“Il nostro obiettivo finale è quello di migliorare la capacità del corpo di riparare se stesso” afferma Paul Tesar, professore presso il Department of Genetics & Genome Sciences della Case Western Reserve School of Medicine. Il team internazionale guidato dal ricercatore dell’Ohio ha infatti mostrato come “istruire” le cellule staminali nel cervello per invertire i danni causati dalla sclerosi multipla. Come? Mediante l’utilizzo di due farmaci già utilizzati per alleviare disturbi comuni della pelle. La scoperta è stata pubblicata su Nature.
“Sappiamo che ci sono cellule staminali in tutto il sistema nervoso adulto che sono in grado di riparare i danni causati dalla sclerosi multipla, ma fino ad ora non siamo stati in grado di guidare questo processo”, continua il ricercatore. “Il nostro approccio è stato quello di trovare farmaci che potrebbero catalizzare le nostre cellule staminali per sostituire le cellule perse nella sclerosi multipla.”
Sono milioni le persone in tutto il mondo che soffrono di questa patologia, 72000 solo in Italia, di cui il 50% adulti sotto i 40 anni. La sclerosi multipla è una malattia neurodegenerativa provocata da lesioni a carico del sistema nervoso centrale. La causa è la perdita di mielina, una membrana plasmatica che riveste le cellule del cervello. Senza mielina, i segnali neurali non possono essere trasmessi correttamente; ciò provoca una compromissione delle normali capacità motorie. Il nuovo approccio sviluppato dal gruppo del Case Western Reserve University non mira però come le precedenti ricerche a rallentare la distruzione della mielina da parte del sistema immunitario, bensì a produrre nuova mielina nel sistema nervoso. Il loro lavoro permetterebbe quindi di invertire la paralisi causata dalla sclerosi multipla.

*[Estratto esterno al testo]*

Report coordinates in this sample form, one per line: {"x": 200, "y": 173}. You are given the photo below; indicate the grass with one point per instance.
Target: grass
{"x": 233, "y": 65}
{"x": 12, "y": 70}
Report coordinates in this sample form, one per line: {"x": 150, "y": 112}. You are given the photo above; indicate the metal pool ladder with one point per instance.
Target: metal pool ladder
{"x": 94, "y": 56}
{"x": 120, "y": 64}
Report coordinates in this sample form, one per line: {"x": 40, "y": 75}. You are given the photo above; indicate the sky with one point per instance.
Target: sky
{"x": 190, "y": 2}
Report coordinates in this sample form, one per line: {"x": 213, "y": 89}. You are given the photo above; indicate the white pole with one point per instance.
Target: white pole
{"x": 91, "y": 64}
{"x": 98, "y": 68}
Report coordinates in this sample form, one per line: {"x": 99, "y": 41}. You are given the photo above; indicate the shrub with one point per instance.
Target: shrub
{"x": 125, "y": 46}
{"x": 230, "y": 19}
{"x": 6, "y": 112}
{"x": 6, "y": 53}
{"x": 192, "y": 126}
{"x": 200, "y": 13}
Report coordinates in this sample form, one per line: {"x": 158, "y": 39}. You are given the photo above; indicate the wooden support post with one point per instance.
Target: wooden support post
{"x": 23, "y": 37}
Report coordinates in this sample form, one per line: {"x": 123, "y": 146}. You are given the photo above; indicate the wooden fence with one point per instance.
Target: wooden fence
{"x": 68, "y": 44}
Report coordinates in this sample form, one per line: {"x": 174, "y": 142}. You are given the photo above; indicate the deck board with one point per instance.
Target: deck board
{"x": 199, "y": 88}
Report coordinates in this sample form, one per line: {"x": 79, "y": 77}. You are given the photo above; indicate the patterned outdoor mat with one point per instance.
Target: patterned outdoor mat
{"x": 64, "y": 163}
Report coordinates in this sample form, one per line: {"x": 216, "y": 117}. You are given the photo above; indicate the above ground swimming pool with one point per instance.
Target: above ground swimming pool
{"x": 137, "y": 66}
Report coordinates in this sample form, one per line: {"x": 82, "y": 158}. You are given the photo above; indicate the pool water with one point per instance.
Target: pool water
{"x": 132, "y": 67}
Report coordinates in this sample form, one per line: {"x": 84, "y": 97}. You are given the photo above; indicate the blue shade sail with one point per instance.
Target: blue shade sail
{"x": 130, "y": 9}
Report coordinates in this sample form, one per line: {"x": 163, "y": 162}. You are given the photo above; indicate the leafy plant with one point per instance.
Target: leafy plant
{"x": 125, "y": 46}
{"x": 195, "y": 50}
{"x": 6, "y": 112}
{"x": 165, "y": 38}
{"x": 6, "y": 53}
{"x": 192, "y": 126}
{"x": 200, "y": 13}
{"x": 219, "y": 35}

I ricercatori hanno quantificato in laboratorio gli effetti di 727 farmaci già noti su un particolare tipo di cellule staminali chiamate progenitori degli oligodendrociti (Opc) che si trovano nel cervello e nel midollo spinale. I farmaci con la più efficace capacità di stimolare le Opc sono stati il miconazolo e il clobetasolo. Il primo è comunemente utilizzato in lozioni e polveri antifungini, inclusi quelli per curare il piede d’atleta, il secondo nel trattamento di disturbi del cuoio capelluto e della pelle come la dermatite.
“C’è stato un rovesciamento sorprendente della gravità della malattia nei topi dopo somministrazione sistematiche dei farmaci” dichiara Robert Miller, membro della facoltà di neuroscienze della Case Western Reserve University che, con Tesar, è co-autore dell’articolo. “Il processo che abbiamo identificato rappresenta davvero un cambiamento di paradigma nel modo di immaginare il recupero della funzione di pazienti con sclerosi multipla.”
Nonostante gli effetti straordinari sui topi, è ancora molto il lavoro da fare prima che pazienti possano beneficiare di questa terapia. Tuttavia, Tesar e il suo team si mostrano ottimisti; oltre ai test con cellule animali, hanno infatti testato anche i farmaci su cellule staminali umane, verificando come la risposta sia simile.
“Ci rendiamo conto che alcuni pazienti e le loro famiglie ritengono di non poter aspettare per lo sviluppo di farmaci approvati”, afferma Tesar. “Stiamo lavorando senza sosta per sviluppare un farmaco sicuro ed efficace per l’uso clinico.” La ricerca potrebbe portare benefici non solo a chi soffre di sclerosi multipla. Altri disturbi legati alla perdita di mielina come la paralisi cerebrale, la demenza senile, la neurite ottica e la schizofrenia potrebbero infatti essere rallentati.
“L’approccio dalla Case Western Reserve University combina tecnologie di cellule staminali d’avanguardia e di screening di farmaci per sviluppare nuove terapie chimiche per i disordini della mielina”, ha detto Christopher Austin, direttore del National Center for Advancing Translational Sciences (NCATS) presso il National Institutes of Health (NIH). “È chiaro che la scoperta di farmaci che controllano la funzione delle cellule staminali nel corpo rappresenta una nuova era promettente nella medicina rigenerativa.”